ISN’T K-3 EXEMPT FROM CSE?
That’s what proponents state. Here’s what the bill says: “Comprehensive sexual health education for students in kindergarten through grade three must be instruction in social-emotional learning (SEL) that is consistent with learning standards…” Does that mean teaching CSE through the lens of SEL? If CSE is not to be taught, why is it specified? It would have been very easy to make the CSE requirement grades 4-12. Why didn’t they? An amendment to require parental approval for planned CSE lessons in grades K-4 was rejected.
IS THERE A MANDATED CURRICULUM TO BE USED IN ALL SCHOOLS?
There is not a particular curriculum that must be used. OSPI reviews curricula to determine if it meets their guidelines, which includes what they determine as medically accurate and age appropriate. It must also be inclusive of all protected classes and provide instruction in affirmative consent. These standards would disqualify any sexual risk avoidance curricula, which are more acceptable to most parents. The approved curricula all have the same elements that parents find objectionable, as shown in the examples above. The claim that schools have a choice of curricula is akin to Henry Ford telling his Model-T customers that they can have any color they want, as long as it’s black.
CAN’T SCHOOLS CREATE THEIR OWN CURRICULUM?
Districts can create their own curriculum, however SB5395 is unfunded. This leaves districts without funds to develop a curriculum, which makes the appeal of a free curriculum like The 3 Rs more attractive. And since OSPI will only approve CSE curricula why would a district expend time and resources on a curriculum that won’t be approved?

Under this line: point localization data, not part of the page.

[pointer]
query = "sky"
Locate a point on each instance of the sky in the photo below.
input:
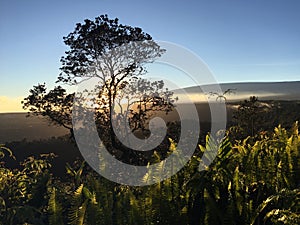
(240, 41)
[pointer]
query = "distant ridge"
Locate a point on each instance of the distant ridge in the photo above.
(289, 90)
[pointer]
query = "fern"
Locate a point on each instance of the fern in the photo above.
(55, 209)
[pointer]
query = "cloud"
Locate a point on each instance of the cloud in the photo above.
(11, 104)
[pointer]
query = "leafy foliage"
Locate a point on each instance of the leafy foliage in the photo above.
(249, 182)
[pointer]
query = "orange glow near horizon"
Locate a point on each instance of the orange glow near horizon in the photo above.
(11, 104)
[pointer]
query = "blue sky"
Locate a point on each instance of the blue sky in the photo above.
(238, 40)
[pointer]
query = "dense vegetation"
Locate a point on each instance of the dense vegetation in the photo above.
(252, 181)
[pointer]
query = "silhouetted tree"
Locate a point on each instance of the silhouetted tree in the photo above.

CAN PARENTS OPT THEIR CHILDREN OUT?
Yes, parents can opt their children out of the classroom instruction. They cannot opt them out of schoolyard discussions and the culture change that takes place at school. Additinally, the bill does not allow parents to opt out of guest speakers. One mom said, “And so my kiddo learned all about that even though he wasn’t in class, because it was discussed outside of class. I was furious.” Students at a Jr. High School in Spokane, where The 3 Rs is taught, were recently found to be playing disturbing sexual “games,” such as Molest Me Mondays.*** Several teen girls from other schools traveled to Olympia to testify against the bill. One girl said, “Sexual comments are common. Boys will even grab girls’ butts at school, including mine.” She added, “And by the way, opting out is not really an option. Anyone who does that get teased and bullied even more.”
During the bill process, amendments where proposed to limit CSE being taught to specific hours of instruction in the school day to ensure parents could fully opt out, to allow students to opt themselves out of class if they were uncomfortable with the material being presented and for teachers to opt out if they were uncomfortable with teaching the material--all of these amendments were rejected.
*Curricula examples taken from OSPI approved FLASH and Rights, Respect and Responsibility (The 3Rs).